Et le jeune homme fera sa cléricature chez un patron qui n’est pas excommunié, mais qui n’a pas de causes.

Pour être conséquent, il faut admettre que les clients qui vont trouver M. X… sont anathématisés aussi, que le juge qui lui donne gain de cause se plonge à plaisir dans l’enfer, et que l’argent qu’il reçoit vient de Belzébuth…

Il ne reste plus qu’à décider maintenant si un débiteur de l’Institut peut le payer sans être excommunié. Si ce cas se présente devant un tribunal, il faudra que les juges en prennent leur parti, qu’ils se donnent à Satan ou donnent leur démission.

Il y en a qui ne se démettront pas ; ce qui fait voir l’état de démoralisation de nos tribunaux.

L’abus est un roi ; c’est un roi, vous dis-je, inclinez-vous. C’est le seul qu’on n’ait jamais pu détrôner. Je ne prétends pas essayer de le faire. Ce roi, après quelques centaines de révolutions, règne encore aujourd’hui sur 1,500,000,000 d’hommes et particulièrement en Canada, pays fait tout exprès. Il y a des pays faits pour les manufactures, d’autres pour les arts, d’autres pour les sciences, d’autres enfin pour les lettres.
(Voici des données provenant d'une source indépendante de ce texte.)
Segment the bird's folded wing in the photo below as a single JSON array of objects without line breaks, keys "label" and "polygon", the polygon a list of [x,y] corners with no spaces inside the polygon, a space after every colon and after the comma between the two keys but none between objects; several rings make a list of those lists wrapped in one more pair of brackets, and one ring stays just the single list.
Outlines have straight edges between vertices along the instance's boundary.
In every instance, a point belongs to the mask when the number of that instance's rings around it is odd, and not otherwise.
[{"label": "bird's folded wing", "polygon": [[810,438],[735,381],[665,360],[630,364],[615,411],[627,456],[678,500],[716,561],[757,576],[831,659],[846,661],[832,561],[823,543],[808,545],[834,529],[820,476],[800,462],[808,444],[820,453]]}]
Le nôtre est fait pour les abus, ce qui explique l’étonnement de la presse bonace à la vue de l’émigration canadienne aux États-Unis.

L’abus a chez nous toutes les formes ; aujourd’hui, il est sous celle d’un salaire de gouverneur-général. Cet abus consiste à donner 10,000 louis par an à un homme qui n’en abuse pas. Je m’explique.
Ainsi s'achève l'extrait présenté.